By Mike Rosenberg and Dorothy Bergin
Brian DeVellis has modified his plans for a large mixed housing development on Carlisle Road in response to recommendations from the Bedford Select Board addressing concerns expressed at public meetings.
The two most significant revisions are:
- Relocation and expansion of a 36-apartment senior housing complex to a separate parcel to the east, closer to the junction of Carlisle and North roads
- Conversion of a building containing 51 rental apartments to a 42-unit condominium structure with 100 percent ownership
The original site was earmarked for 139 single-family, duplex, triplex, townhouse, and apartment units. That number has been reduced to 120. The location is 35 acres – most of them wetlands – on the north side of Carlisle Road, a little east and across the street from the compost center.
DeVellis, the land-use attorney and landscape architect who grew up in Bedford and built the Edge Sports Center and some residential streets, first announced the concept in the summer of 2021.
The Select Board and the Housing Partnership have already endorsed the proposal, as required by state law designating it a Local Initiative Project (LIP). That process allows the project to bypass zoning density requirements if at least 25 percent of the units meet the state definition of affordable housing.
The latest plan calls for 31 affordable units on the original site and an additional 13 on the eastern parcel.
In a memo to both boards accompanying a summary of the revisions, DeVellis wrote that although the changes “could be considered a modification to respond to your comments, there is also enough change here to warrant review and reconfirmation of the revision by both of your respective boards.”
The Housing Partnership – after two hours of discussion — gave unanimous approval to the modified plan at a meeting Tuesday, although the group was not unified about individual details.
If the Select Board also reconfirms at its meeting next Monday, DeVellis will forward the proposal to the state Department of Housing and Community Development, which validates physical and financial feasibility. The final stop – and the one involving the most time and detail – is the Zoning Board of Appeals for a comprehensive permit.
At the May 23 Select Board meeting, members voted to support the LIP but asked DeVellis to try to replace the apartment building with townhouses or duplexes; reduce the number of rental units; and implement restrictions that if allowable would guarantee that the 36-unit apartment building would be exclusively for senior citizens.

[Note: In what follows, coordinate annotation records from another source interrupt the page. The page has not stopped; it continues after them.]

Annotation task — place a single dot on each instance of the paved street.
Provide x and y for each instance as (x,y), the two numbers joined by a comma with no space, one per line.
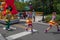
(40,35)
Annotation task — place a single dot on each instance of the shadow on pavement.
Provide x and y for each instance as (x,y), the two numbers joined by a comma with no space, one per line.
(54,32)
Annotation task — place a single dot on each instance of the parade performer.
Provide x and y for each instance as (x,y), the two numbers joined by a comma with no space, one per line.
(53,22)
(8,16)
(29,24)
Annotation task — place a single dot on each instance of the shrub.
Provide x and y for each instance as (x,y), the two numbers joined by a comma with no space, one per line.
(48,18)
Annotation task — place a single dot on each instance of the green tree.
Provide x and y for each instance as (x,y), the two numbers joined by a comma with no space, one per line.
(20,5)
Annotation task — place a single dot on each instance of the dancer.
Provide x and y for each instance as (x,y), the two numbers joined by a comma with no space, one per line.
(52,22)
(29,24)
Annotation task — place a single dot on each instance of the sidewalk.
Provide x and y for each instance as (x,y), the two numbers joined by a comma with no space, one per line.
(37,18)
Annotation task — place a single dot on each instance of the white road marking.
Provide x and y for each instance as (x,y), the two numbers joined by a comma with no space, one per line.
(21,34)
(1,37)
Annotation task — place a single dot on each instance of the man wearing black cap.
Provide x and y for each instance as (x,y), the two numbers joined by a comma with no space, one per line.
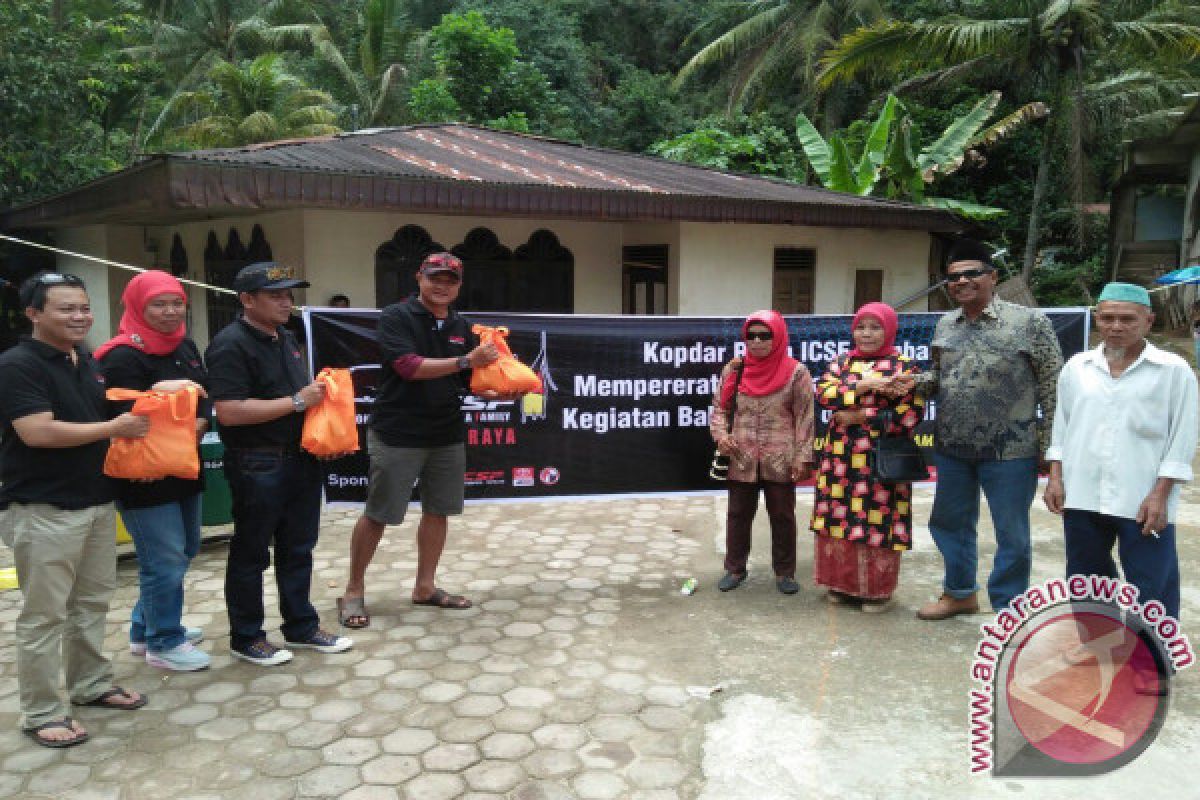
(417,431)
(261,388)
(995,364)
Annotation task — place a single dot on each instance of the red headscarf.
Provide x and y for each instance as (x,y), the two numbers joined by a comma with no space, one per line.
(761,377)
(887,318)
(133,331)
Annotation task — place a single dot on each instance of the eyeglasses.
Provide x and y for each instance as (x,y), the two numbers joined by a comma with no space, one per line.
(966,275)
(58,278)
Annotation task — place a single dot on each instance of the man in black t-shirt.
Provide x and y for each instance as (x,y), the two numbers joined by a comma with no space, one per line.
(261,388)
(60,519)
(418,432)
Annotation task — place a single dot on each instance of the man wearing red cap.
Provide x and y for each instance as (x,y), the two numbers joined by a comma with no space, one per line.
(417,432)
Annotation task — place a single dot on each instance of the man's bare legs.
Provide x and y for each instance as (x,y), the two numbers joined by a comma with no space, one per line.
(431,539)
(364,542)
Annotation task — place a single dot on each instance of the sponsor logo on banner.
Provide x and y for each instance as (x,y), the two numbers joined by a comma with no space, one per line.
(484,477)
(1073,679)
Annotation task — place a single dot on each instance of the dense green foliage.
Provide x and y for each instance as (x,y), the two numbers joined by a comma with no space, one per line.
(713,82)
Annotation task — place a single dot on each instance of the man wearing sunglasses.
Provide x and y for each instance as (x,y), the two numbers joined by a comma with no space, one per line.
(994,365)
(54,433)
(259,385)
(417,432)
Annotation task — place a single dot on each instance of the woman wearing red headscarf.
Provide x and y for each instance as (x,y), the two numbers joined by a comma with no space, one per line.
(769,447)
(861,525)
(163,517)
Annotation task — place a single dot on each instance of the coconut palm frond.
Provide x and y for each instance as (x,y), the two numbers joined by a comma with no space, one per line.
(1171,40)
(307,116)
(257,127)
(1009,124)
(743,37)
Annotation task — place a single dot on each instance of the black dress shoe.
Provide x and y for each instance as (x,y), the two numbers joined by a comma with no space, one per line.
(730,581)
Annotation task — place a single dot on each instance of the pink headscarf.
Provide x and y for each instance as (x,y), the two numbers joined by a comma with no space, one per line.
(133,331)
(887,317)
(761,377)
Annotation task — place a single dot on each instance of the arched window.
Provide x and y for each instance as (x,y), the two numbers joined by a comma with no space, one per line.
(221,266)
(487,268)
(545,275)
(397,260)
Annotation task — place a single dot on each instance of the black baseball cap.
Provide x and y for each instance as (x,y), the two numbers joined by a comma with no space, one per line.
(267,275)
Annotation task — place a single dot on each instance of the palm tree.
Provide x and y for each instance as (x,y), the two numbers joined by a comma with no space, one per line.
(213,31)
(775,43)
(1096,62)
(387,34)
(250,103)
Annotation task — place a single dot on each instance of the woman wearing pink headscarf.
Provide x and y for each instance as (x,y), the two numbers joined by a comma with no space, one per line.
(151,350)
(862,525)
(769,447)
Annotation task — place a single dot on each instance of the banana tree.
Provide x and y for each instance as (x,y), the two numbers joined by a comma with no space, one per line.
(888,167)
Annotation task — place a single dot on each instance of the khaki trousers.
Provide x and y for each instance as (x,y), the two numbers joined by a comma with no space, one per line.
(66,565)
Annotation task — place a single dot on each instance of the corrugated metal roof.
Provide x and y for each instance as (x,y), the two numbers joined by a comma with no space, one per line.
(465,169)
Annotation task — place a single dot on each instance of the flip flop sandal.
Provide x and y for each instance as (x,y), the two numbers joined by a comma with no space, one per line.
(353,607)
(106,701)
(65,723)
(442,599)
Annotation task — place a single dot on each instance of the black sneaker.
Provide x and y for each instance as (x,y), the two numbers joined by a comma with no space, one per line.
(262,653)
(324,642)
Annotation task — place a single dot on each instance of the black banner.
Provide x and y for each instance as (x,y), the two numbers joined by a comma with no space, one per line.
(627,401)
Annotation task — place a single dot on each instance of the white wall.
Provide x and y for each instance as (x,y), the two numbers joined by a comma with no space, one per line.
(727,269)
(714,269)
(341,247)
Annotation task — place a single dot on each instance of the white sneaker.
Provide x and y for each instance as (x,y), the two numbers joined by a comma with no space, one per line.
(191,635)
(185,657)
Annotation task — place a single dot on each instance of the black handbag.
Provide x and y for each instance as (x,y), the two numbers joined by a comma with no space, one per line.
(894,459)
(719,470)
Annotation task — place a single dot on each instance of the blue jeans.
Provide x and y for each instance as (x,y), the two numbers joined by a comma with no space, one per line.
(1009,487)
(166,537)
(1150,564)
(276,500)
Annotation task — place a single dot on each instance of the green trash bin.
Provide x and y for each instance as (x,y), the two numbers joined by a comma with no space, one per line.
(216,505)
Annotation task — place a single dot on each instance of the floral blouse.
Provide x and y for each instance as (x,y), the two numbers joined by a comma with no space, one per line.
(773,433)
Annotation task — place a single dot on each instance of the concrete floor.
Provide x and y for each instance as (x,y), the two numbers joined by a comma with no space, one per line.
(579,674)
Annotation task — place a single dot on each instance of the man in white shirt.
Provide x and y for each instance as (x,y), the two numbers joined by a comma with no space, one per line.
(1123,437)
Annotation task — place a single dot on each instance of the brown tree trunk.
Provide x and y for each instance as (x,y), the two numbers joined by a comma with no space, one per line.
(1039,192)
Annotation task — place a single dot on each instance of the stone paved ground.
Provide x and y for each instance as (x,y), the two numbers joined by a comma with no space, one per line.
(570,678)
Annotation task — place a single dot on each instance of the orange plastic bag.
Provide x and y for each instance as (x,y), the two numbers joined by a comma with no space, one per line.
(330,428)
(505,376)
(169,450)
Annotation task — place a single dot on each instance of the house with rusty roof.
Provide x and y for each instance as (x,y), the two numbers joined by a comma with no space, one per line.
(541,226)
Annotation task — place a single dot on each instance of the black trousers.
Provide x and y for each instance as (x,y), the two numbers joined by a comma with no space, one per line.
(739,519)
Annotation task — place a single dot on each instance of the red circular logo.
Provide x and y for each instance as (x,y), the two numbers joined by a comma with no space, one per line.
(1083,689)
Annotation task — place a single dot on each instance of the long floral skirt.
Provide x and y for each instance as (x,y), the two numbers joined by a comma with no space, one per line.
(855,569)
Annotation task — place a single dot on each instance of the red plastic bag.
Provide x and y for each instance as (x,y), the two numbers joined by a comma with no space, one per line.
(330,428)
(505,376)
(169,450)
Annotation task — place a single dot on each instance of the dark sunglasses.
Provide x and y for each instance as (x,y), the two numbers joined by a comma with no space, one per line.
(966,275)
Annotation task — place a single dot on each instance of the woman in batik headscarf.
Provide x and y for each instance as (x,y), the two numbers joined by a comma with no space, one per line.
(151,349)
(862,525)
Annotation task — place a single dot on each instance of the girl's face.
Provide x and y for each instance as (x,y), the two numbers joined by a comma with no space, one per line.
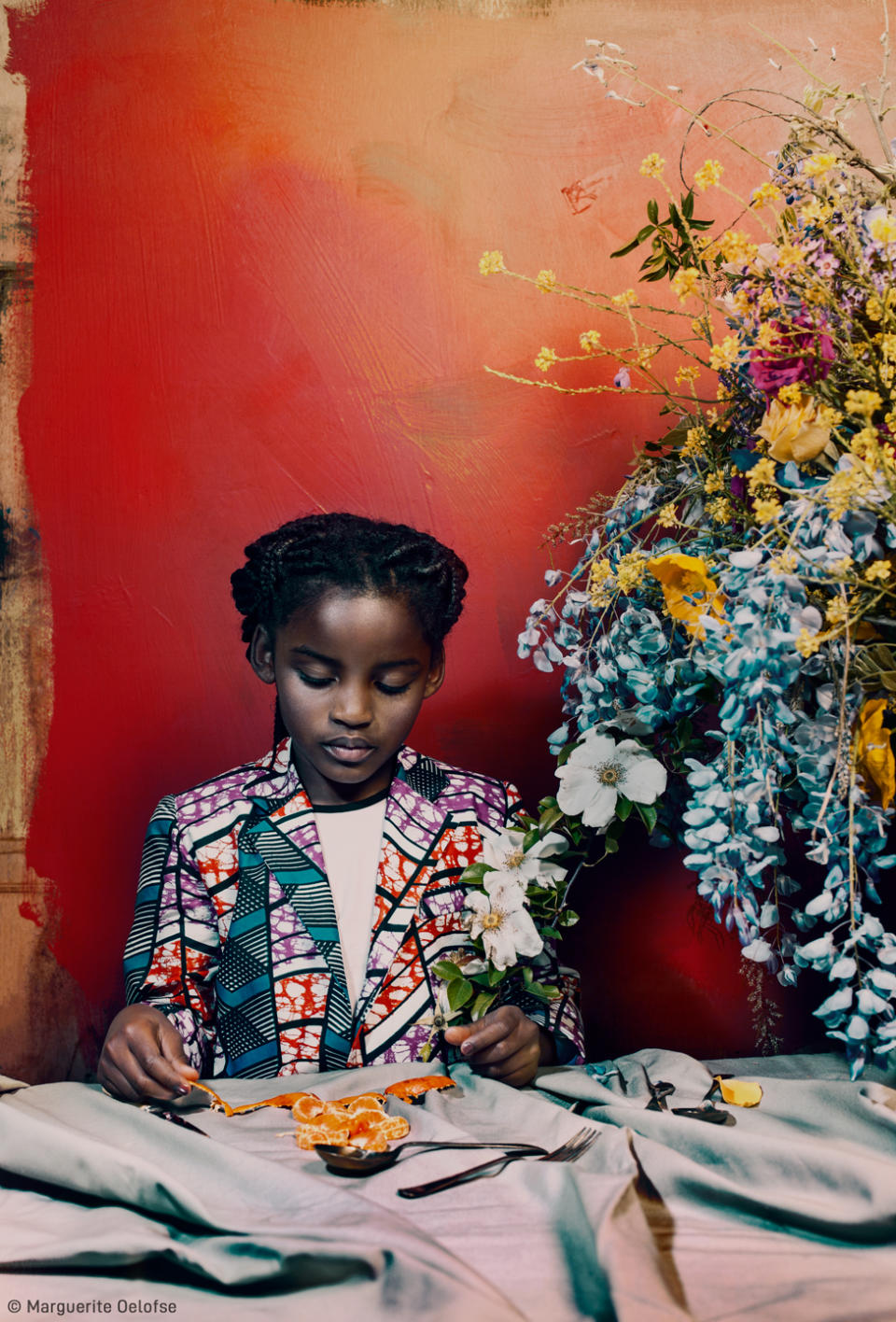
(352,673)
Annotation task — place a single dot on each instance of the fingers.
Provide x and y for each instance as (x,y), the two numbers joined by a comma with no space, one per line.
(504,1045)
(143,1057)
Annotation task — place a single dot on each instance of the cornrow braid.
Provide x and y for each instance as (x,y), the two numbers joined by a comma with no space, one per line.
(294,566)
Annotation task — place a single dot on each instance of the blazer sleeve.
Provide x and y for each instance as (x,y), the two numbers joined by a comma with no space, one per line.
(172,952)
(561,1016)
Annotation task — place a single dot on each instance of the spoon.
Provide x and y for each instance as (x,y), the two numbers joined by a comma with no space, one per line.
(348,1160)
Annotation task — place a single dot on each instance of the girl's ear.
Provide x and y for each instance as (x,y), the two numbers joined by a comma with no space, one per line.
(436,674)
(260,654)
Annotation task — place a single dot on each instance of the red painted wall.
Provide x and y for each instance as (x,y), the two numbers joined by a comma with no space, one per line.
(257,294)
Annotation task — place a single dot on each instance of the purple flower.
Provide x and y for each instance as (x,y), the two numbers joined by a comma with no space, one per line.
(797,356)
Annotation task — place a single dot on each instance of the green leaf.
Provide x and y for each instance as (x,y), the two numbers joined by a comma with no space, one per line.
(459,993)
(476,871)
(623,808)
(482,1004)
(648,814)
(447,971)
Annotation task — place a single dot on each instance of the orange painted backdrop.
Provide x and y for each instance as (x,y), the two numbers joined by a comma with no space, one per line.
(257,294)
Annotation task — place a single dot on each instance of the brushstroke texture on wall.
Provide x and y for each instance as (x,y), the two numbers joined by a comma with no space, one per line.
(255,294)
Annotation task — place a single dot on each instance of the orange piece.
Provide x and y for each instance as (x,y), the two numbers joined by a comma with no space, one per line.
(285,1099)
(217,1103)
(415,1090)
(308,1136)
(305,1106)
(362,1099)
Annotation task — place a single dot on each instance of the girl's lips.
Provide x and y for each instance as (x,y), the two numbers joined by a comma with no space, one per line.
(349,752)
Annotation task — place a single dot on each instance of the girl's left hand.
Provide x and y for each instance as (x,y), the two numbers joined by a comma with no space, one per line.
(504,1045)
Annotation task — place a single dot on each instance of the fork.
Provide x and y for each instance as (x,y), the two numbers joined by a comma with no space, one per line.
(574,1147)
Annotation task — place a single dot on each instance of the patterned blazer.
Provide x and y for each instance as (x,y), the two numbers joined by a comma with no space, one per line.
(235,940)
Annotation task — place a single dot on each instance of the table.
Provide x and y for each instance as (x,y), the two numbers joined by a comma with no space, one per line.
(788,1216)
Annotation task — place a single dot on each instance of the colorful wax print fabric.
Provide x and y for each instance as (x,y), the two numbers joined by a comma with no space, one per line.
(235,937)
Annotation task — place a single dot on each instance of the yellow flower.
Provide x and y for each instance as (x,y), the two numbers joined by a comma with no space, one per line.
(785,563)
(877,571)
(651,165)
(600,584)
(694,442)
(765,194)
(883,229)
(791,394)
(819,164)
(629,572)
(766,511)
(686,280)
(687,590)
(793,431)
(760,475)
(863,402)
(491,263)
(874,755)
(724,355)
(708,175)
(814,212)
(766,336)
(790,257)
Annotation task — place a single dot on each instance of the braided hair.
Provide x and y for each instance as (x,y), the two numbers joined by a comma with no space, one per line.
(296,565)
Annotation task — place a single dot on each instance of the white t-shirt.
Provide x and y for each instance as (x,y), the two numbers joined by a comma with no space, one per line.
(350,838)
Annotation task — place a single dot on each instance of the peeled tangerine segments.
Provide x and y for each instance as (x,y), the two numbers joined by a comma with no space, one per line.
(739,1092)
(308,1136)
(305,1106)
(362,1099)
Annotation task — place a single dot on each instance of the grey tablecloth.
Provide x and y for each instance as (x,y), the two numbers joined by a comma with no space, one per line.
(791,1214)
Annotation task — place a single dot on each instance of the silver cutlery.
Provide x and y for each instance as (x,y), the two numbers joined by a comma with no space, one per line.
(348,1160)
(574,1147)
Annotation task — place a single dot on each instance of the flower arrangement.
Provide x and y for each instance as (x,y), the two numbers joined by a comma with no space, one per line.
(727,638)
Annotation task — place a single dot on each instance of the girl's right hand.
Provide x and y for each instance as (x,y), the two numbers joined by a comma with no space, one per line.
(143,1057)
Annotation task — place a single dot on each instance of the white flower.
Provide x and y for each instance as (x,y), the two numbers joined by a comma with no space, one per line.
(505,851)
(499,919)
(599,771)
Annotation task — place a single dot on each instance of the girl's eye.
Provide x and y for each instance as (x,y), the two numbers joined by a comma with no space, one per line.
(315,681)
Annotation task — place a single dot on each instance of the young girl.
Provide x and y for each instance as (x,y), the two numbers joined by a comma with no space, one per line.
(289,912)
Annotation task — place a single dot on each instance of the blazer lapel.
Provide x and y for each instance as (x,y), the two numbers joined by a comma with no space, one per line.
(413,828)
(286,841)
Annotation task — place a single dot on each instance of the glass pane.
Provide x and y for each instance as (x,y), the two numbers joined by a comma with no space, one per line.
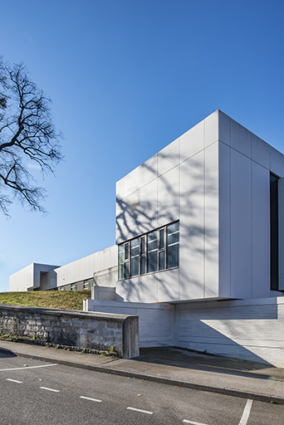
(162,260)
(135,256)
(173,245)
(126,270)
(143,245)
(153,251)
(126,251)
(120,261)
(143,265)
(162,239)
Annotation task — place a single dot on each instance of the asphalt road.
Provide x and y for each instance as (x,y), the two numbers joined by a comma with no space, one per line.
(34,392)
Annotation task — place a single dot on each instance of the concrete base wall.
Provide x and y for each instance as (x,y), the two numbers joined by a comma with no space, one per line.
(244,329)
(86,330)
(156,321)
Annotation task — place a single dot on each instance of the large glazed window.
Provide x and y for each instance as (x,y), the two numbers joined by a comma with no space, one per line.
(155,251)
(173,245)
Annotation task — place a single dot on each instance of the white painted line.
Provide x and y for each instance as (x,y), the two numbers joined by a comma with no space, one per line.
(27,367)
(49,389)
(92,399)
(139,410)
(246,413)
(14,380)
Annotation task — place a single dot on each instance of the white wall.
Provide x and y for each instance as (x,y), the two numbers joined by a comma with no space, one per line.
(84,268)
(45,277)
(29,277)
(245,163)
(178,183)
(245,329)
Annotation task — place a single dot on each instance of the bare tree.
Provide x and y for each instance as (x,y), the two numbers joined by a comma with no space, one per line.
(27,136)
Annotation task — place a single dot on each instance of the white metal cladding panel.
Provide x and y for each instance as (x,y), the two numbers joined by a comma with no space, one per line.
(260,151)
(168,157)
(211,129)
(139,289)
(85,267)
(224,220)
(192,227)
(260,231)
(192,141)
(168,197)
(22,280)
(224,128)
(240,138)
(276,162)
(131,182)
(149,170)
(211,233)
(147,213)
(241,238)
(168,286)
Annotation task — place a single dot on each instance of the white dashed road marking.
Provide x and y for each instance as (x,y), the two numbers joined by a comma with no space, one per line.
(139,410)
(246,413)
(91,399)
(49,389)
(27,367)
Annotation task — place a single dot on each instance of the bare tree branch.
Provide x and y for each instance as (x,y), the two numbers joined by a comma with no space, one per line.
(26,132)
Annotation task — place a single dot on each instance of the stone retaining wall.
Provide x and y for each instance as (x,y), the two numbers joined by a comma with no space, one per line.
(97,331)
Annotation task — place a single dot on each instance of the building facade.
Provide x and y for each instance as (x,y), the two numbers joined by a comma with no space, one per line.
(199,247)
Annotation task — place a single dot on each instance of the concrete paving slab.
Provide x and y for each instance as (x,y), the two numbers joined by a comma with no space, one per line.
(172,366)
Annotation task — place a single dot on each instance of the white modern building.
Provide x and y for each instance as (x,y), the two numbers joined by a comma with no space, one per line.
(200,242)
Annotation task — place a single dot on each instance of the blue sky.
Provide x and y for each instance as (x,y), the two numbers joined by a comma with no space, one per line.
(126,78)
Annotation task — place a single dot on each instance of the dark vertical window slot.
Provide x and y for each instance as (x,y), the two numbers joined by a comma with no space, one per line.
(274,250)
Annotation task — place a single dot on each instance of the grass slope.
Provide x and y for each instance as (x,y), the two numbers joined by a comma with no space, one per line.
(64,300)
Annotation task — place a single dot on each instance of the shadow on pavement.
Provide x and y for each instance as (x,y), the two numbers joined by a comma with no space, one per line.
(6,353)
(205,362)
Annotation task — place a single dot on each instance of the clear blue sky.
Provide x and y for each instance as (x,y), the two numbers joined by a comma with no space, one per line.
(126,78)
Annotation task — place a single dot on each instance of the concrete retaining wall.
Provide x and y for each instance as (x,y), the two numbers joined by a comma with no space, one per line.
(86,330)
(244,329)
(156,321)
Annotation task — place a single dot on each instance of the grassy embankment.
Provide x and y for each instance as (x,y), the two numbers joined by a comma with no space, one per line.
(64,300)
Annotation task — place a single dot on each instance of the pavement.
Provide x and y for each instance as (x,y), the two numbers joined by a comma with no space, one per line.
(171,366)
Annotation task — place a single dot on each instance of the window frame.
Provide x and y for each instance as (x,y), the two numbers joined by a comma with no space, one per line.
(124,266)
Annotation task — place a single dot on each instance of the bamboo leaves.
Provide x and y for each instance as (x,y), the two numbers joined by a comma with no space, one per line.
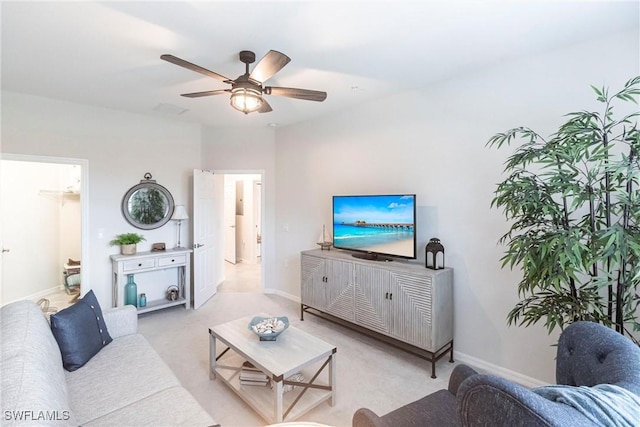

The relocated apartment building revives development plans for that 14-acre parcel. DeVellis’s original idea was to build “co-housing” on that site, a concept similar to college dormitory suites, with common living and cooking space and separate bedrooms. That idea was put on hold after state officials indicated it was not an eligible consideration as affordable housing under the LIP.
In his memo to the boards, DeVellis said the relocation is intended “to afford greater access to the North Road business district.”
The revised plans also add a single-family house, three triplexes, and 16 free-standing townhouses.
None of the units on the larger parcel are currently designated as rental. However, when members of the Housing Partnership asked DeVellis if he would support some rental units, he replied that he could do 10-to-20 percent rentals across all types of the housing stock. The group favored 20 percent by a 3-2 vote, with Chair Christina Wilgren expressing displeasure at the decrease in ownership units.
Under the lottery system for assigning affordable housing units, the town can request up to 70 percent local preference for purchase and rental options. But the partnership voted 3-1 in opposition to that concept. However, members agreed there is much more upon which to deliberate depending on how the final plan is designed.
Partnership members supported designing and marketing the apartments on the new, smaller site so that they would be attractive to seniors. But Wilgren was the only one who favored a 55-year-old minimum age restriction for that building. Members asked if it is legal to restrict renters in the 51-unit building.
Hanegan thanked DeVellis for making the changes “that made a lot of people happy.” Some neighbors were particularly distressed by the three-story multifamily buildings.
A contribution by the developer to help finance improvements that would mitigate traffic congestion at the junction of The Great, North, and Concord Roads (Willson Park) was also a recommendation of the Select Board.